Mittelman David, Sadreyev Ruslan, Grishin Nick
Howard Hughes Medical Institute Department of Biochemistry, University of Texas Southwestern Medical Center, 5323 Harry Hines Blvd, Dallas, TX 75390-9050, USA.
Bioinformatics. 2003 Aug 12;19(12):1531-9. doi: 10.1093/bioinformatics/btg185.
The development of powerful automatic methods for the comparison of protein sequences has become increasingly important. Profile-to-profile comparisons allow for the use of broader information about protein families, resulting in more sensitive and accurate comparisons of distantly related sequences. A key part in the comparison of two profiles is the method for the calculation of scores for the position matches. A number of methods based on various theoretical considerations have been proposed. We implemented several previously reported scoring functions as well as our own functions, and compared them on the basis of their ability to produce accurate short ungapped alignments of a given length.

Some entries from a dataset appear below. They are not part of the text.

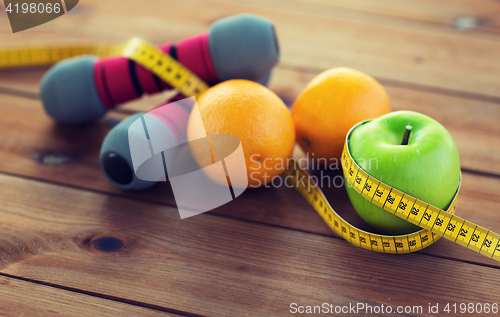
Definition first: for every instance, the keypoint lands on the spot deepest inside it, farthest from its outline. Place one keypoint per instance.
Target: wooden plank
(36, 147)
(472, 123)
(22, 298)
(208, 264)
(429, 57)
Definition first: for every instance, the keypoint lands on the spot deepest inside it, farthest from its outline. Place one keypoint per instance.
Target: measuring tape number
(435, 222)
(147, 55)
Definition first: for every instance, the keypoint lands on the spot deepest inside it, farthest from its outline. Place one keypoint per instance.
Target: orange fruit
(255, 115)
(331, 104)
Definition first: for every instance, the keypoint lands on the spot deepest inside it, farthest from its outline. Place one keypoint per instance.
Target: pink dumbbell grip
(114, 77)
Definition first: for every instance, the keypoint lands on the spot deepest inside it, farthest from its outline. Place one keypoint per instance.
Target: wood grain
(22, 298)
(38, 148)
(207, 262)
(430, 56)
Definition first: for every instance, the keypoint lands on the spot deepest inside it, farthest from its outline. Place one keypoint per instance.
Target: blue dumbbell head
(69, 93)
(243, 47)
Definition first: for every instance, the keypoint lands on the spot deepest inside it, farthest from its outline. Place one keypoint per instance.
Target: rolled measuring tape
(435, 222)
(147, 55)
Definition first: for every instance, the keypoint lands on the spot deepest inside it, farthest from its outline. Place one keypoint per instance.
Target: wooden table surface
(267, 249)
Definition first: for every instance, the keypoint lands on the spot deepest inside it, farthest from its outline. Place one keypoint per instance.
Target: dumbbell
(81, 89)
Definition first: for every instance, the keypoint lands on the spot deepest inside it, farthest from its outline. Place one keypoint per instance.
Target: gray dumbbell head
(69, 93)
(244, 46)
(117, 160)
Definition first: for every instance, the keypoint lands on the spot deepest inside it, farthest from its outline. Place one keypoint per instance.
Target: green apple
(427, 167)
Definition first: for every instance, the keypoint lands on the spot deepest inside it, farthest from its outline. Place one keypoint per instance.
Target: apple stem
(406, 136)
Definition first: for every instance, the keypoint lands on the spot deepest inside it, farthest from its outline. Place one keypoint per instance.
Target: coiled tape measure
(147, 55)
(435, 223)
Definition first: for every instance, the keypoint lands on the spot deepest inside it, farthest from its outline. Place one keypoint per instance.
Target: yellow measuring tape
(435, 223)
(138, 50)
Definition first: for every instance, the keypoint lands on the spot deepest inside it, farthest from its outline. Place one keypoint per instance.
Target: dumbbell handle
(119, 79)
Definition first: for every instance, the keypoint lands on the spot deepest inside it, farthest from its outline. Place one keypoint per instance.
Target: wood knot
(107, 244)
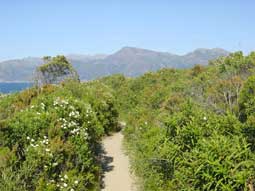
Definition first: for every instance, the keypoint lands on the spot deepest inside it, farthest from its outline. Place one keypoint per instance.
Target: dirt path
(116, 166)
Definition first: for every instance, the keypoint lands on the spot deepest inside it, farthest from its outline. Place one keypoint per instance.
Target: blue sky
(50, 27)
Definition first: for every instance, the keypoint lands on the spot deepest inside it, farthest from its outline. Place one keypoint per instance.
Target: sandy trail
(116, 165)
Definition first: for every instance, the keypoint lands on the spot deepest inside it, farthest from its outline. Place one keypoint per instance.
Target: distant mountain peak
(131, 61)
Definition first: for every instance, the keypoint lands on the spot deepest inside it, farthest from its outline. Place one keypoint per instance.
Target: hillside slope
(129, 61)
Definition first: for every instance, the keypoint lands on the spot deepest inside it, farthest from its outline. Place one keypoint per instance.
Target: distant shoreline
(16, 82)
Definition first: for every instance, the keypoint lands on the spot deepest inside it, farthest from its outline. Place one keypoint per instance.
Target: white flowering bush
(53, 144)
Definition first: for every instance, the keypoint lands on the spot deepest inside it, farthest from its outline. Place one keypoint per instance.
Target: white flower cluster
(44, 144)
(74, 114)
(66, 124)
(60, 102)
(64, 183)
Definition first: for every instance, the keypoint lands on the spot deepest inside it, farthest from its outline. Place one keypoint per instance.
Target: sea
(11, 87)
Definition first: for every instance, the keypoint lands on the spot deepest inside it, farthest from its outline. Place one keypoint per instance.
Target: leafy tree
(55, 70)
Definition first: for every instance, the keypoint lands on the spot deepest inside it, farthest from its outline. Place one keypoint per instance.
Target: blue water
(10, 87)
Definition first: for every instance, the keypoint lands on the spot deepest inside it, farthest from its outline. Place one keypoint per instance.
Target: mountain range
(129, 61)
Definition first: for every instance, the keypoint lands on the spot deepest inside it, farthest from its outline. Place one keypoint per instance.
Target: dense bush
(50, 140)
(191, 129)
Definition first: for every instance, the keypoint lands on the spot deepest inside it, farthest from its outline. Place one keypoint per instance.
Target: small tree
(54, 71)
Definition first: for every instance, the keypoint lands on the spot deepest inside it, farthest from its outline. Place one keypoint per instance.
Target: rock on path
(116, 166)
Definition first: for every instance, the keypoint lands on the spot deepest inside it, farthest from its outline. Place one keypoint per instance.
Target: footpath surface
(117, 176)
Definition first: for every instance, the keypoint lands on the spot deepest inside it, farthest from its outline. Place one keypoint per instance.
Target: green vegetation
(191, 129)
(187, 129)
(55, 70)
(49, 139)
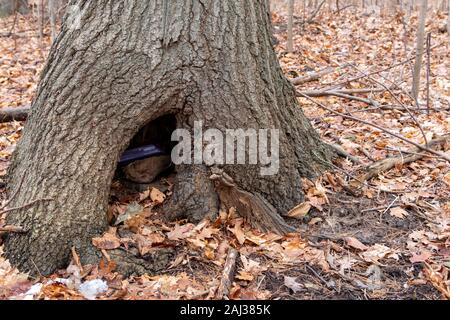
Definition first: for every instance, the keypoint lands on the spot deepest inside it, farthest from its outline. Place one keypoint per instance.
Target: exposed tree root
(152, 263)
(253, 207)
(227, 274)
(14, 114)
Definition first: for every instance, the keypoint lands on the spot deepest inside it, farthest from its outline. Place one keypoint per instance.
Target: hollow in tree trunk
(124, 64)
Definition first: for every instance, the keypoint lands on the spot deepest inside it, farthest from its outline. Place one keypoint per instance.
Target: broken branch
(14, 114)
(227, 274)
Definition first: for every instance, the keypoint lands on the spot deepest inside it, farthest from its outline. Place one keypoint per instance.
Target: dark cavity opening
(147, 157)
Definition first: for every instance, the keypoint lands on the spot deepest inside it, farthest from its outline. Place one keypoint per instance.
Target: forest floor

Our results suggest that the family of the probabilistic methods (log-odds based methods and prof_sim) may be the more appropriate choice for the generation of initial 'seeds' as the first step to produce local profile-profile alignments. The most effective scoring systems were the closely related modifications of functions previously implemented in the COMPASS and Picasso methods.
开发强大的蛋白质序列比较自动方法变得越来越重要。轮廓与轮廓的比较允许使用关于蛋白质家族的更广泛信息,从而对远缘相关序列进行更敏感和准确的比较。两个轮廓比较中的一个关键部分是计算位置匹配得分的方法。已经提出了许多基于各种理论考虑的方法。我们实现了几种先前报道的评分函数以及我们自己的函数,并根据它们产生给定长度的准确短无间隙比对的能力对它们进行了比较。
我们的结果表明,概率方法家族(基于对数似然的方法和prof_sim)可能是生成初始“种子”作为产生局部轮廓与轮廓比对第一步的更合适选择。最有效的评分系统是先前在COMPASS和Picasso方法中实现的函数的密切相关修改。